On a flight between London and Houston a passenger climbed into an overhead luggage rack and refused to come down until a stewardess took off her blouse.
On a flight between Berlin and Zurich a woman passenger rushed for the cockpit door, insisting on seeing the captain. When a flight attendant asked her to sit down, the woman took a swing at her. The flight attendant wrestled the woman to the floor and spent the next 30 minutes sitting on the passenger.
And 38 members of an Australian football team on their way to the United States were thrown off a flight in Honolulu after food fights broke out in the cabin and 12 airline seats were ripped out of the plane.
What do all these incidents have in common? Excessive drinking by passengers.
"We think the drinking problem has become quite serious," says Cindy Yeast, spokeswoman for the Assn. of Flight Attendants (AFA), an organization that represents 21,000 flight attendants.
"Flight attendants are being physically abused by drunk passengers, and there are safety problems as well," she says.
"Drunks are accepted in America," Yeast says. "The whole nation is worried about drugs and yet we have this flagrant abuse of alcohol in the air. We have to face the facts that there are a lot of alcoholic passengers flying on airplanes."
The real problem, Yeast argues, "is that the airlines don't want to do anything about it."
One reason, perhaps, is that the airlines make a lot of money serving booze. Almost 30% of all air travelers order a drink. Last year the airlines served more than 12 million tiny bottles of alcohol to passengers and earned more than $400 million in sales.
"On some of our European and African routes," says David Coltman, president of British Caledonian Airways, "we offer free liquor. But on transatlantic routes, where air fares are already quite depressed, we sell the booze. It does generate income," he says.
As a result, as many flights go up, up and away, many passengers are already gone.
One very drunk group was arrested for starting fisticuffs in the sky over Spain. Ironically, a TWA flight attendant was only able to stop a drunk passenger who was trying to take out a window exit during flight by dousing him with champagne.
"Consumption of grape juice (wine, champagne) is certainly increasing faster than hard liquor," says David Bell, spokesman for Cathay Pacific. "It's still alcohol, and the effect is still the same."
The problem has become so noticeable that at least one Asia-based airline has equipped each of its airplanes with a set of handcuffs that flight attendants can use if necessary to restrain a drunk and unruly passenger. "We've had to anchor some people to their seats a number of times," says a spokesman for the airline.
"No one wants to do anything about it," Yeast says. "We feel we're in the middle because the airlines don't want the publicity either. And they won't back us up," she says "unless it's really a severe case.

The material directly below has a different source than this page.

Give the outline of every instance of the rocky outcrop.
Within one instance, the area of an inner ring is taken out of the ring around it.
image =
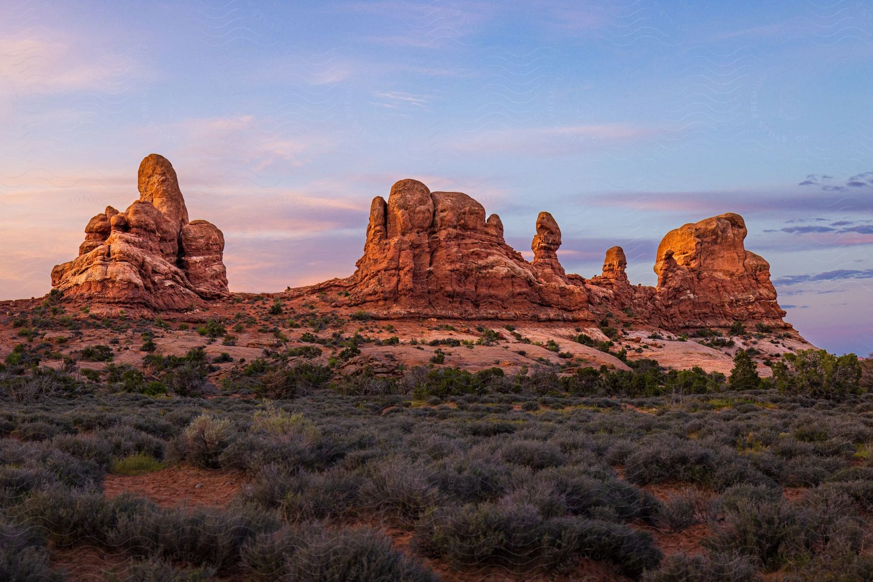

The airlines," she charges, "almost want you to be beaten up by a drunken terrorist before they will get involved."
In addition, few airline captains want to press charges against drunk passengers; it means having to return to the city where the passenger was arrested to testify if the case goes to trial. As a result, most airline captains elect to land and deplane the drunk passenger rather than create a bigger scene.
"The problem," one pilot says, "is one of priorities. If some guy lit up a joint on an airplane, there'd be a quick nonscheduled landing, and the guy would be arrested without question. But if he goes through a fifth of liquor, becomes abusive and endangers safety, we put up with it. It's a terrible double standard, and we want alcohol considered in the drug-abuse category."
Don't hold your breath waiting.
Airlines spend a considerable amount of time planning and promoting their alcohol services. Brands are selected carefully and are often distinct by class of travel.
In addition, detailed time and motion studies are often made to determine how long it takes a flight attendant to serve the booze, and how much can be dispensed on any one flight.
Over the Long Haul
But on airlines that have longer flights, the drinking problems can get serious.
"Most of our flights are long hauls," Pan Am spokesman James Arey says. "For the large part," he says, "the amount of liquor we serve passengers is discretionary on the part of the flight crew. We pride ourselves on our ability to recognize when a passenger has had too much to drink. We also do not allow passengers to consume their own booze."
That doesn't stop other passengers from trying. One of the biggest problems about passenger drinking, on international flights, is the additional consumption of duty-free alcohol that has been bought on the flight.